Emma, you mentioned Kansas, Kentucky, and UNC. All those programs trace their roots straight back to Dr. Naismith, who begat Phog Allen and Adolph Rupp, who begat Dean Smith, who begat Roy Williams and Larry Brown, who hired Bill Self, and so on. Not Duke. Those roots go back just one generation—to Bobby Knight and he's such a jerk that he wore a green sweater to the Blue Devils' record-setting game. The one against Michigan State.
How about this: the most iconic image in the program's history isn't Laettner's shot to beat Kentucky, but Thomas Hill crying after it. And what about Bobby Hurley, who cried every time he was called for a foul. Have we mentioned Gerald Henderson's cheap shot on Tyler Hansbrough?
Sure, Krzyzewski seems to recruit clean, but he coaches dirty, then presents himself as near-saintly—as exemplified by the preening voice-over in his infamous 2005 ad for American Express. In that nasal tone, always cascading down in condescension, Coach K informs us that he's not like all the others.
"I don't look at myself as a basketball coach." he says, "I look at myself as a leader who happens to coach basketball." He then goes on to extol his own virtues at preparing young men for life—with the crystal-clear implication being that other coaches don't. It's just galling.
What say you, Hruby? Are you a Blue Devil-basher like the rest of us?
–Hampton
I'd like to play the contrarian here. It's what I do best. Problem is, it would defay both history and reason—not to mention a two-second Google
search—for me to deny the truth: I'm a longtime, accomplished Duke refusenik. Emphasis on the "k."
Indeed, when his K-ness was rumored to be interested in coaching the Los Angeles Lakers—at their insufferable mid-2000s apex—I all but begged the sports Gods to make it happen, the better to consolidate
my sports-fan loathing:
Deliver Mike Krzyzewski unto the Los Angeles Lakers.

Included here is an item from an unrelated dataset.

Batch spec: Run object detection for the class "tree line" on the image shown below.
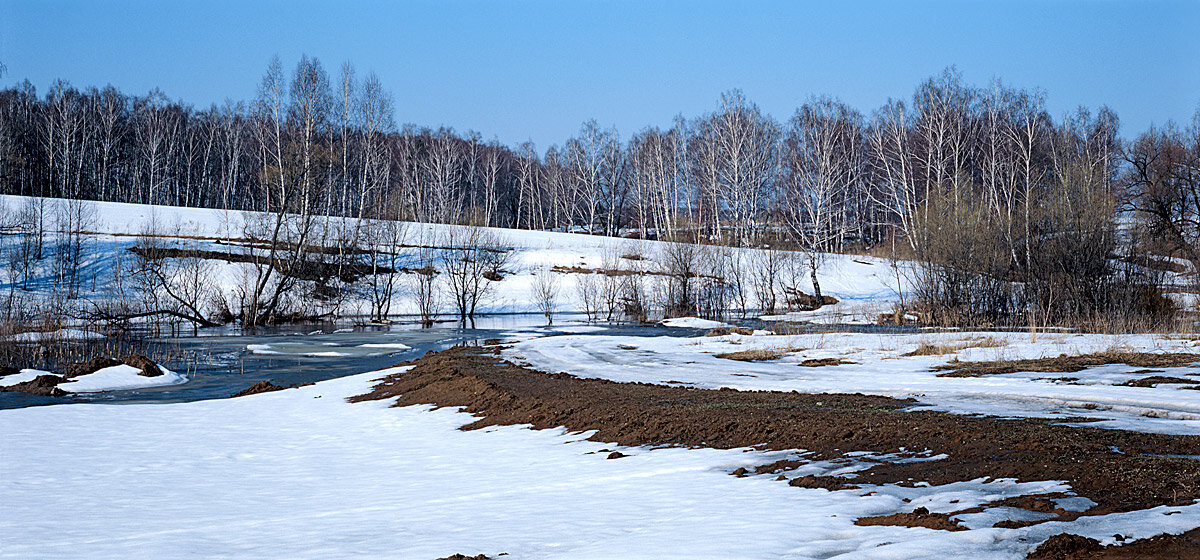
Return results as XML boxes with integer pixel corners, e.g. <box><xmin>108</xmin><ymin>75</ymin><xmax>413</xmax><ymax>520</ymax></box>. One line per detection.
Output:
<box><xmin>0</xmin><ymin>56</ymin><xmax>1200</xmax><ymax>324</ymax></box>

Please. Por favor. Sil vou plait. I'm begging you. Send America's K-lassiest coach to America's most dysfunctional sports franchise. Bring group
hugs and babbling claptrap about all the special, special kids to a group of men so jaded, you'd expect to find them in a Burmese mine. Pair the
NBA's biggest egotist, Kobe Bryant, with the college game's high priest of sideline sanctimony.
Trust me: the first time Bryant drops a dismissive, contemptuous f-bomb on Krzyzewski during a time out, the resulting Coach K nostril flare—is
that special, special spittle on the corner of his mouth?—will be well worth your efforts.
When Krzyzewski later signed on to coach the U.S. men's national basketball team, it was enough for me to consider Alec Baldwin-style expatriation:
Don't get me wrong: I love the United States. I'm proud to be an American, despite our status as the world's leading exporter of Michael Bay
movies. I'm not exactly standing on the Ambassador Bridge between Detroit and Windsor, teeth chattering, fluttering application for political
asylum in hand.
But now that Krzyzewski has been tabbed to lead the U.S. national team, well, let's just say that northern Saskatchewan is starting to look a
little more inviting
When Duke failed to reach the Final Four between 2004 and 2009, I actually was a bit sad, because hatin' on the Evil Empire wasn't nearly as fun:
I miss the Blue Devils' long line of get-under-your-skin floor villains: chest-stomping Christian Laettner,
so-smart-his-brain-is-on-the-outside-of-his-skull Shane Battier, poetry-penning J.J. Redick. I miss Duke justifying Dick Vitale's breathless
exhortations with an overwhelming armada of All-America talent. I miss Coach K bullying ACC refs, and not being the patriotic guy who helped us
reclaim Olympic gold. I miss Cameron Indoor's finest being basically as good as North Carolina; I miss seeing Virginia Commonwealth's NCAA
tournament upset of Duke as proof that the long arc of the universe bends toward justice.
In short, I miss the bad guys.
And when Arizona throttled Duke in last year's NCAA tournament, I was less happy to see my beloved hometown Wildcats win than to see the Blue Devils'
season dissolve into salty tears. (I still have this dunk cued up on my
DVR, and watch it any time I feel a bit down.)